GoodNews Everyone! Context driven entity aware captioning for news images

Related tags

Deep LearningGoodNews
Overview

This is the code for a CVPR 2019 paper, called GoodNews Everyone! Context driven entity aware captioning for news images. Enjoy!

Model preview:

GoodNews Model!

Huge Thanks goes to New York Times API for providing such a service for FREE!

Another Thanks to @ruotianluo for providing the captioning code.

Dependencies/Requirements:

pytorch==1.0.0
spacy==2.0.11
h5py==2.7.0
bs4==4.5.3
joblib==0.12.2
nltk==3.2.3
tqdm==4.19.5
urllib2==2.7
goose==1.0.25
urlparse
unidecode

Introduction

We took the first steps to move the captioning systems to interpretation (see the paper for more detail). To this end, we have used New York Times API to retrieve the articles, images and captions.

The structure of this repo is as follows:

  1. Getting the data
  2. Cleaning and formating the data
  3. How to train models

Get the data

You have 3 options to get the data.

Images only

If you want to download the images only and directly start working on the same dataset as ours, then download the cleaned version of the dataset without images: article+caption.json and put it to data/ folder and download the img_urls.json and put it in the get_data/get_images_only/ folder.

Then run

python get_images.py --num_thread 16

Then, you will get the images. After that move to Clean and Format Data section.

PS: I have recieved numerous emails regarding some of the images not present/broken in the img_urls.json. Which is why I decided to put the images on the drive to download in the name of open science. Download all images

Images + articles

If you would like the get the raw version of the article and captions to do your own cleaning and processing, no worries! First download the article_urls and go to folder get_data/with_article_urls/ and run

python get_data_with_urls.py --num_thread 16
python combine_dataset.py 

This will get you the raw version of the caption, articles and also the images. After that move to Clean and Format Data section.

I want more!

As you know, New York Times is huge. Their articles starts from 1881 (It is crazy!) until well today. So in case you want to get ALL the data or expand the data to more years, then first step is go to New York Times API and get an API key. All you have to do is just sign up for the API key.
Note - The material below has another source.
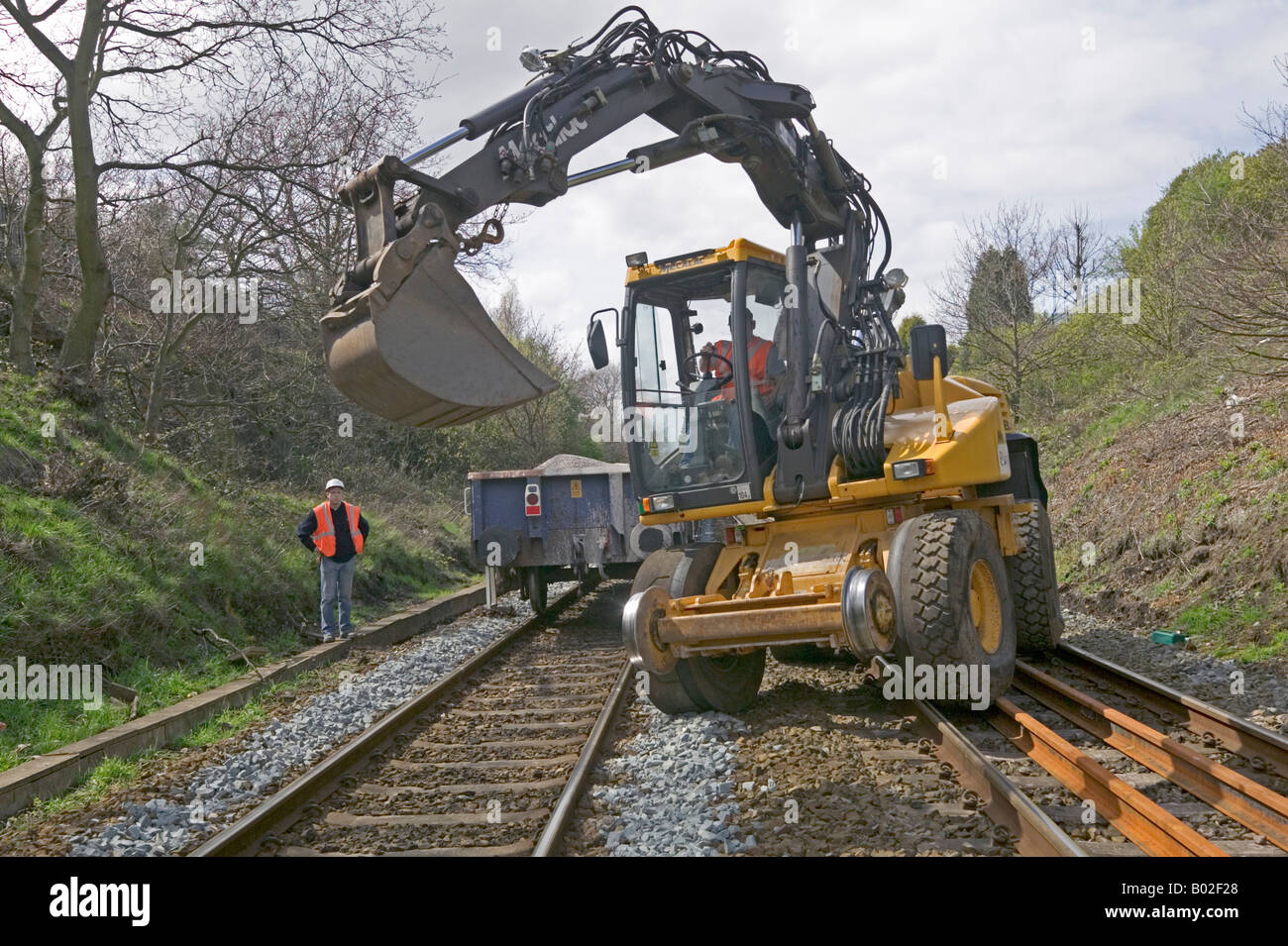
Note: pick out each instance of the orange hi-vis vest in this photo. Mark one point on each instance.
(323, 537)
(758, 365)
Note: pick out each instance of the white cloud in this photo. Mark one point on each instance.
(1004, 91)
Once you have the key go to folder get_data/with_api/ and run

python retrieve_all_urls.py --api-key XXXX --start_year XXX --end_year XXX 

This is for getting the article urls and then saving in the format of month-year. Once you have the all urls from the API, then you run

python get_data_api.py
python combine_dataset.py

get_data_api.py retrieves the articles, captions and images. combine_dataset.py combines yearly data into one file after removing data points if they have corrupt image, empty articles or empty captions. After that move to Clean and Format Data section.

Small Note

I also provide the links to images and their data splits (train, val, test). Even though I always use random seed to decide the split, just in case If the GODS meddles with the random seed, here is the link to a json where you can find each image and its split: img_splits.json

Clean and Format the Data

Now that we have the data, it is time to clean, preprocess and format the data.

Preprocess

When you reach this part, you must have captioning_dataset.json in your data/ folder.

Captions

This part is for cleaning the captions (tokenizing, removing non-ascii characters, etc.), splitting train, val, and test and creating anonymize captions.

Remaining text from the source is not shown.